The KCRHA spokesperson said the agency “accepts responsibility for internal weaknesses that contributed to the problem” of negative balances. “Those are within KCRHA’s control and are being addressed through the CAP. At the same time, resolving the interest obligation and preventing recurrence will require coordinated work with funders on reimbursement timing, advances, working-capital structure, and treatment of accrued interest.”
The “root causes” of the negative balance “included internal factors: the absence of a formal monthly close process, inconsistent invoice preparation and submission, a lack of real-time cash monitoring, inadequate budget oversight, and insufficient internal controls,” the auditors wrote. “These are organizational management weaknesses, not consequences of the funding model itself.”
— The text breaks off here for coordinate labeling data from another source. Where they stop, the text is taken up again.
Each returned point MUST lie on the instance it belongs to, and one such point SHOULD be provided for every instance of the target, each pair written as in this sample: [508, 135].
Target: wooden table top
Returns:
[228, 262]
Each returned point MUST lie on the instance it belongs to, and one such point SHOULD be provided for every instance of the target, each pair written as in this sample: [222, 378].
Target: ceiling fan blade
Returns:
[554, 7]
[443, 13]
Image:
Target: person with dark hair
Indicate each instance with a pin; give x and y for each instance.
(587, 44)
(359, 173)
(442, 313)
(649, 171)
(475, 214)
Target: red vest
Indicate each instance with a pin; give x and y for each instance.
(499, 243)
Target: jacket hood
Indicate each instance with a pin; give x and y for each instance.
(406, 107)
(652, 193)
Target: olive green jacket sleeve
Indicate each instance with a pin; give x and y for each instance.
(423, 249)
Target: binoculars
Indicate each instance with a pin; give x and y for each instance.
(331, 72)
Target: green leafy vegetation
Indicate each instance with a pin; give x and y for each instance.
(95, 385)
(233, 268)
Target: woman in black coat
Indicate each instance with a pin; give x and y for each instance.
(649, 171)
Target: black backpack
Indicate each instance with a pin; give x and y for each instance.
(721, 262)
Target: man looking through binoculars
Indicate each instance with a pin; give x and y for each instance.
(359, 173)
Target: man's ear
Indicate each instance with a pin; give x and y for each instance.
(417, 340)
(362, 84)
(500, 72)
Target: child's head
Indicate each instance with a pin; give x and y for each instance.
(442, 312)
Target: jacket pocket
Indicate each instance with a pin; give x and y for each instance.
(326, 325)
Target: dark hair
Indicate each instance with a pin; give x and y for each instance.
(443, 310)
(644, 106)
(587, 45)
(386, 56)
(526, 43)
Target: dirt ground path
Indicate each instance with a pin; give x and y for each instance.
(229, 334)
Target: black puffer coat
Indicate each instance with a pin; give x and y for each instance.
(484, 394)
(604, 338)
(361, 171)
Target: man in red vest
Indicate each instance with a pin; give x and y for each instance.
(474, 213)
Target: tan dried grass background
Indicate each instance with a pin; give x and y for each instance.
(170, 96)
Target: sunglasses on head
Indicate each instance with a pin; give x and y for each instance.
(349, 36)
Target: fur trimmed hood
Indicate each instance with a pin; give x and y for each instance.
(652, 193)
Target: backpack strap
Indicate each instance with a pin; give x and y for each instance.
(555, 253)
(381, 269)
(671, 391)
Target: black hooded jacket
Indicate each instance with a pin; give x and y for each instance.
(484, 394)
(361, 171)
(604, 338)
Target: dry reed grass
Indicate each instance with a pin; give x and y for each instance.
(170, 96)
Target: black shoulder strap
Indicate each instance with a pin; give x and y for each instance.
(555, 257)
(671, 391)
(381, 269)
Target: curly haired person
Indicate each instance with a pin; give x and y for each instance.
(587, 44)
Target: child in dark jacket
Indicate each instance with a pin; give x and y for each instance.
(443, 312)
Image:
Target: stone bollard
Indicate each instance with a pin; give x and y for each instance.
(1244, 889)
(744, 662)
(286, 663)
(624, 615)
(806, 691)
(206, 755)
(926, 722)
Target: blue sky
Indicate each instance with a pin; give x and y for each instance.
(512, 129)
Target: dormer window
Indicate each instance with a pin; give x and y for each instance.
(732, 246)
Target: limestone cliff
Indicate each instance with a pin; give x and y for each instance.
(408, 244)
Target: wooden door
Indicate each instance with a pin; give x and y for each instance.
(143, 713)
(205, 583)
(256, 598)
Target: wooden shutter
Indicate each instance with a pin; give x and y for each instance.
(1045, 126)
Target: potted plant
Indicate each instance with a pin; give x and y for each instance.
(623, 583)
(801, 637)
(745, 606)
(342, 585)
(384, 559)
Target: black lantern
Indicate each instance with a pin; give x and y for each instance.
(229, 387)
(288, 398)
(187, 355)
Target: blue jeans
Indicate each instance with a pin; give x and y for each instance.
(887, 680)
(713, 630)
Overall, Clark Nuber found that the corrective action plan had not fully met any of seven “key dimensions” laid out in the forensic audit, including “KCRHA understanding of issues,” “achievability,” “accountability,” and risk.
Additionally, they said, the corrective plan says nothing about $6.4 million in overspending on programs—”the most significant omission in the CAP”—and the growing amount of interest it owes the King County Investment Pool, from which it routinely borrows money. As we noted in our initial coverage, the $6.4 million is on top of $8 million in spending the KCRHA could not account for, $4 million in administrative overspending, and $1.26 million in interest that is “still growing.”
The KCRHA spokesperson said the agency already addressed the $6.4 million in overspending in late 2025 and early 2026.
Clark Nuber also noted that the KCRHA has put off establishing internal financial controls until the far-off Phase 3 of the plan, even though these controls are “not an aspirational best practice,” but required by federal law. “This means KCRHA will be administering significant public funds, including federal awards, without the required control structure throughout the period that is supposed to represent its most intensive corrective action effort.”
The report includes ten short-, medium-, and long-term recommendations for the city and county. It’s unclear whether either government will take the auditors’ adivce to heart; ten days after Clark Nuber published its report, Seattle Mayor Katie Wilson and King County Executive Girmay Zahilay jointly announced plans to “embed” (and pay for) an outside consultant to “ensure [the] corrective actions” in the KCRHA’s plan “are being implemented with urgency.”
Wilson’s office did not respond to questions Wednesday; Zahilay’s office referred us to his statement about the decision to hire a consultant. The new finance committee of KCRHA’s governing board—one of the steps outlined in the CAP—will meet Thursday morning at 10am.